A Keras Callback to store training information in a Marcelle backend and locally.

Arguments:

  • name str - The base name for the run.
  • backend_root str, optional - The backend's root URL. Defaults to "http://localhost:3030".
  • disk_save_format str, optional - Format used to store the models locally. Can be either "saved_model" or "h5". Defaults to "h5".
  • remote_save_format str, optional - Format used to upload the models to the backend. Can be either "tfjs" or "onnx". Defaults to "tfjs".
  • model_checkpoint_freq number, optional - The frequency at which checkpoints should be saved (in epochs). Defaults to None.
  • base_log_dir str, optional - Path to the directory where runs should be stored. Defaults to "marcelle-logs".
  • run_params dict, optional - A dictionary of parameters associated with the training run (e.g. hyperparameters). Defaults to {}.

# utils

# conform_dict

conform_dict(d)

Normalize a dictionary for JSON serialization, casting numpy types

Arguments:

  • d dict - Input dictionary

Returns:

  • dict - Normalized dictionary

# get_model_info

get_model_info(model, source, loss=None)

Get information about a Keras Model

Arguments:

  • model - an instance of keras.Model
  • source string - The source framework (only keras is currently supported)
  • loss string or loss function, optional - Loss function used for training. Defaults to None.

Raises:

  • Exception - When another source than keras is used

Returns:

  • dict - Keras model information

# Writer

class Writer()

# __init__

 | __init__(name, backend_root="http://localhost:3030", disk_save_format="h5", remote_save_format="tfjs", base_log_dir="marcelle-logs", source="keras")

The Writer class allows to save training information locally and to a backend

Arguments:

  • name str - The base name for the run.

  • backend_root str, optional - The backend's root URL. Defaults to "http://localhost:3030".

  • disk_save_format str, optional - Format used to store the models locally. Can be either "saved_model" or "h5". Defaults to "h5".

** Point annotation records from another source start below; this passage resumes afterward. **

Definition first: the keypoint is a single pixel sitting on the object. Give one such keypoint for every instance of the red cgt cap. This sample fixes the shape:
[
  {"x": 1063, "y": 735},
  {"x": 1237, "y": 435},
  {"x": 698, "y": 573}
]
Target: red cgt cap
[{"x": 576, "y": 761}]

  • remote_save_format str, optional - Format used to upload the models to the backend. Can be either "tfjs" or "onnx". Defaults to "tfjs".

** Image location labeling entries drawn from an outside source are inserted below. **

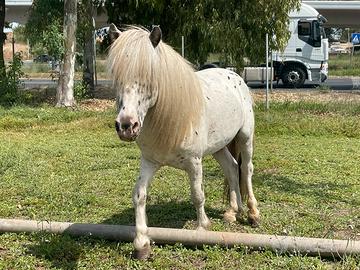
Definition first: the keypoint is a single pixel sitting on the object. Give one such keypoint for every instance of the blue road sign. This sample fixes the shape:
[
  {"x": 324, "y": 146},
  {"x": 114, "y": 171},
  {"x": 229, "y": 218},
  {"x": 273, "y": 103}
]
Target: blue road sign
[{"x": 355, "y": 38}]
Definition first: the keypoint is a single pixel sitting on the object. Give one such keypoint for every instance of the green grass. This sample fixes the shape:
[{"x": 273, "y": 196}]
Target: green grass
[
  {"x": 63, "y": 165},
  {"x": 343, "y": 65}
]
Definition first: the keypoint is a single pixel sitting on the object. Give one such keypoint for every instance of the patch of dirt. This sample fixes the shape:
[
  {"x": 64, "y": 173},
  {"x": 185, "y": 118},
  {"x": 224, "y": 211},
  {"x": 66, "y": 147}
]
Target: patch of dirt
[
  {"x": 23, "y": 48},
  {"x": 318, "y": 96}
]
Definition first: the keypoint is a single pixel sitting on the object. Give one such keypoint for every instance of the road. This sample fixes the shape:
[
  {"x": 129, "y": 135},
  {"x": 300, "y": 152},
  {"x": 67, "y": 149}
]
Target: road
[{"x": 337, "y": 84}]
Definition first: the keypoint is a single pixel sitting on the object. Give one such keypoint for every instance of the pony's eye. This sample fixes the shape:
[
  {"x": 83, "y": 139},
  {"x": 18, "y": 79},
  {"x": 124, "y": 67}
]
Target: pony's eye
[{"x": 119, "y": 104}]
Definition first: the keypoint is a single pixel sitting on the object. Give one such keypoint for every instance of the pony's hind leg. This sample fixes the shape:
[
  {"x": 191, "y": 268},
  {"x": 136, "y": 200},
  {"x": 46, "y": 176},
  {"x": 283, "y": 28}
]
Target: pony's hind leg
[
  {"x": 231, "y": 172},
  {"x": 194, "y": 170},
  {"x": 247, "y": 167},
  {"x": 142, "y": 241}
]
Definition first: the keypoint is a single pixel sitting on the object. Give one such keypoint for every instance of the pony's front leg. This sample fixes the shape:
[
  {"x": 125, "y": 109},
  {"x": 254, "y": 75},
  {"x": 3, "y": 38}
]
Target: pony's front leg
[
  {"x": 194, "y": 170},
  {"x": 142, "y": 240}
]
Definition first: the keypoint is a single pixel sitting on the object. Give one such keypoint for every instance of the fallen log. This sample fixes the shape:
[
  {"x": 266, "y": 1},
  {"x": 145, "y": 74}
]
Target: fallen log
[{"x": 281, "y": 244}]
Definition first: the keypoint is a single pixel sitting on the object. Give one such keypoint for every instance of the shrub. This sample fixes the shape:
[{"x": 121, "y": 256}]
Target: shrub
[{"x": 10, "y": 81}]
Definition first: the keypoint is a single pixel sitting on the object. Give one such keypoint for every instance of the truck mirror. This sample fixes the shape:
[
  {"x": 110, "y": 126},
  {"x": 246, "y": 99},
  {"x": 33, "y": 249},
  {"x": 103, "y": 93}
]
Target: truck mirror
[{"x": 316, "y": 33}]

  • base_log_dir str, optional - Path to the directory where runs should be stored. Defaults to "marcelle-logs".

  • source str, optional - Source framework name. Only "keras" is currently fully supported. Defaults to "keras".

  • TODO - take a remote instance as argument (as for uploader), and make it optional

  • TODO - make Keras model optional

# .create_run()

 | create_run(model=None, run_params={}, loss=None)

Create a new training run

Arguments:

  • model keras.Model, optional - A keras.Model instance associated with the training run_params (dict, optional): A dictionary of parameters associated with the training run (e.g. hyperparameters). Defaults to {}.
  • loss string or loss function, optional - The loss function used for training. Defaults to None.

# .train_begin()

 | train_begin(epochs)

Signal that the training has started

Arguments:

  • epochs number - The total number of expected training epochs

# .save_epoch()

 | save_epoch(epoch, logs=None, save_checkpoint=False, assets=[])

Save the results at the end of an epoch, with optional associated checkpoint and assets

Arguments:

  • epoch number - the epoch
  • logs dict, optional - A dictionary of log values to record for the current epochs. The information should only concern the current epoch (for instance, logs for loss values should be scalar:
  • ``{"loss"- 3.14}). Defaults to None.
  • save_checkpoint bool, optional - If True, a checkpoint will be saved locally and uploaded to the backend, according to the formats specified in the constructor. Defaults to False.
  • assets list[string], optional - A list of assets paths associated with the epoch to upload. Defaults to [].

# .train_end()

 | train_end(logs=None, save_checkpoint=False)

Signal that the training has ended

Arguments:

  • logs dict, optional - Dictionary of logs (UNUSED?). Defaults to None.
  • save_checkpoint bool, optional - If True, a checkpoint will be saved locally and uploaded to the backend, according to the formats specified in the constructor. Defaults to False.